1. Determine a set time and duration for your child to do homework each day. If you simply say he can watch TV when his homework is done, he may rush through his work to get to the TV.
2. Once a week or every few days, go through the TV guide with your children and together select the programs they will watch. This avoids surfing through the channels in search of something to watch. Using the TV then becomes a deliberate rather than habitual act. If you are wondering how much television to allow each week, one elementary school principal suggested to me that he would like to see students watch no more than thirty minutes of television each night.
3. Record programs (with the TV turned off) and watch them after homework or other activities are completed. This will also allow you to space out the viewing time over the week when favorite programs appear on the same day.
4. Make a game of eliminating all TV viewing for one week. Challenge your children with a reward if they can discipline themselves not to watch any TV during that time. If you do this once a month, it is like adding 18 - 21 days to your year!
5. Turn the TV off during times of family interaction or when the children are playing. Don't use it as background noise.
6. Help your child learn to critically analyze the message of the commercial. (This will be more successful with older children.) Help him make a habit of questioning if the message is true; if the product will really give him the benefit it claims; and if he truly needs it. Help him discern if the advertiser is using the classic marketing technique of selling the sizzle or selling the steak.
7. Make a habit of turning off the TV as soon as the last scene of the TV show has faded to black. This will allow you and your child to reflect on the message of the program without the distraction of commercials. Interact for a minute or two with your child about the program's message. This can be something simple, such as comments or questions like: "That was really funny when ..." or, "I didn't like that one character who..." or, "What did you like most (or least)..."

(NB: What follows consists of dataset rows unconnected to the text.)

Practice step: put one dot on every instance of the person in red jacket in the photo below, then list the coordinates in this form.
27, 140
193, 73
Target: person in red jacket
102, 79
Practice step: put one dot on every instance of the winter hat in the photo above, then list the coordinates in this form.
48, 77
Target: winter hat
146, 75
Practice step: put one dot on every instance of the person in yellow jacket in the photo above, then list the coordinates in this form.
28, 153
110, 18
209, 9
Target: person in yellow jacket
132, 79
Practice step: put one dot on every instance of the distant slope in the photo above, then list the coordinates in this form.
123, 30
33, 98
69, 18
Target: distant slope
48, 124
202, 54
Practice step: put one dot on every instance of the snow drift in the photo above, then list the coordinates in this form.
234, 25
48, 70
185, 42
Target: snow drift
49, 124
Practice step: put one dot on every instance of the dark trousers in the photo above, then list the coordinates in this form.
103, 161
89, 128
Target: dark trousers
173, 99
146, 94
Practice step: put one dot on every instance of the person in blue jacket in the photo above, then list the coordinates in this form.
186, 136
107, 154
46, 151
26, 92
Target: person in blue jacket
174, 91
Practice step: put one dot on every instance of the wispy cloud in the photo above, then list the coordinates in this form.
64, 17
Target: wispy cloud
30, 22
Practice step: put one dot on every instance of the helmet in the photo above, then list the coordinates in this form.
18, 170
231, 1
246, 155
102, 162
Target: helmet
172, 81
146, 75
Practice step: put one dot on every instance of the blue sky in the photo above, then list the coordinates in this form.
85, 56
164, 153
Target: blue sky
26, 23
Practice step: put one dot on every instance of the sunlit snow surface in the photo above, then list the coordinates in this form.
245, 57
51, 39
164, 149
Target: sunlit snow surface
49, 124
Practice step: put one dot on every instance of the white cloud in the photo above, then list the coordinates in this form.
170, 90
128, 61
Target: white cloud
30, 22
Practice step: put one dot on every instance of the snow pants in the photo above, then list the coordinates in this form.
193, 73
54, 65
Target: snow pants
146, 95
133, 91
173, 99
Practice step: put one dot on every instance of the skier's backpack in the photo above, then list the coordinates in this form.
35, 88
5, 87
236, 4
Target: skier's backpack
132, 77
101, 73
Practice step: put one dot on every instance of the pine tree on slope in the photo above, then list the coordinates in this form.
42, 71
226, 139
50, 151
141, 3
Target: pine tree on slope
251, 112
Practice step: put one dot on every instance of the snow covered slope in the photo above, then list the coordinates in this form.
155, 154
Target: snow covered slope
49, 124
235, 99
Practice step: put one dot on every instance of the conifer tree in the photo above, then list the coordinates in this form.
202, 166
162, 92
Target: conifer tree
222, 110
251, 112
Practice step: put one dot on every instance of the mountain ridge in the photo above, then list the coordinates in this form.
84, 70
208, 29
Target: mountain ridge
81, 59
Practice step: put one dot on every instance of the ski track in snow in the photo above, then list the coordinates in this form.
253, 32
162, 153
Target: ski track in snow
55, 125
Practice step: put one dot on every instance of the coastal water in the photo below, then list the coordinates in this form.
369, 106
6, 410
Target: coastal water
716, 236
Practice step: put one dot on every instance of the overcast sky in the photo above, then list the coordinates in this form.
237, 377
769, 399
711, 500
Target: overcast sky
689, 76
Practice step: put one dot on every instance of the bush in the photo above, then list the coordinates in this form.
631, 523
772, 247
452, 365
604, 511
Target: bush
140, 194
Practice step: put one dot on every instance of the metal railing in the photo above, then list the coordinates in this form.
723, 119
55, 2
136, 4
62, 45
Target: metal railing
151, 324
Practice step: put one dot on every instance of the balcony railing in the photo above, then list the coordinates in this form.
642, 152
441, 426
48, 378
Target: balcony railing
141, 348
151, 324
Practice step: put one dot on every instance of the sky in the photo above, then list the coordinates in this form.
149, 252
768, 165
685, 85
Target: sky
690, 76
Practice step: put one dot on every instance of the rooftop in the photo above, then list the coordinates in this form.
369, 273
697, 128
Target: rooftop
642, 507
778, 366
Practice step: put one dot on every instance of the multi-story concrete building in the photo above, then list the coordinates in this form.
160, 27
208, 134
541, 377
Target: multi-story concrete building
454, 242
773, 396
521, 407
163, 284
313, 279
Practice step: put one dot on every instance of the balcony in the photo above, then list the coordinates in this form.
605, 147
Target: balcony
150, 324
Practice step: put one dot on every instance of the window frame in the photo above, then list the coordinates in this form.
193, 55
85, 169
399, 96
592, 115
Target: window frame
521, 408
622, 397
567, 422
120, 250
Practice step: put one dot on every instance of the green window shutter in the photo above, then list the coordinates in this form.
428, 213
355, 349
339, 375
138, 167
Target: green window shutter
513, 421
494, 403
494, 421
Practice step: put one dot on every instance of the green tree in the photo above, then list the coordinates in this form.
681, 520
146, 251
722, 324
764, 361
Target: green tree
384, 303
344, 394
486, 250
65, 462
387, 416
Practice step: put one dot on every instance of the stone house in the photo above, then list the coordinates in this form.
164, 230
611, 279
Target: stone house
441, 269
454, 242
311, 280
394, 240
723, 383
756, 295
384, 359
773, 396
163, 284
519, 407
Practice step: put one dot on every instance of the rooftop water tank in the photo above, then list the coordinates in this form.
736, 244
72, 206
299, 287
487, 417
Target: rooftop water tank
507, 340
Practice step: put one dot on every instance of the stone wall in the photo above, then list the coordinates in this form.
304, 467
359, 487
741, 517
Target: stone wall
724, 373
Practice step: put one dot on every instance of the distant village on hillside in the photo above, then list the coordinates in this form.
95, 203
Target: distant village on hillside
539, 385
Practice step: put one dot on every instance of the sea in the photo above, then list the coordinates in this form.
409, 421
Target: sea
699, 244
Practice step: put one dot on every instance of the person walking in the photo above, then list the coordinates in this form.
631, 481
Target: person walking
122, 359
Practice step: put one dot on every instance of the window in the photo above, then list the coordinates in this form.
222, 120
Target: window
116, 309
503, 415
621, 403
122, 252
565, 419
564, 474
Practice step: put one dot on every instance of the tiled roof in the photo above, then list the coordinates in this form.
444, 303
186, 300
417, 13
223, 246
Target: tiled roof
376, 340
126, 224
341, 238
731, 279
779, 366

Television can be a powerful force in shaping what your child thinks about and his habits of processing information. Unfortunately, the way television encourages your child to process information is the opposite of the habits he needs for the classroom. While television stresses emotion, immediacy, and entertainment, school work requires reason, reflection, and self-discipline.
It is imperative that you restrict and monitor what your child watches, or eliminate the television set altogether. When you limit viewing time, you are putting the TV in its right place — as a storyteller, not an extra family member.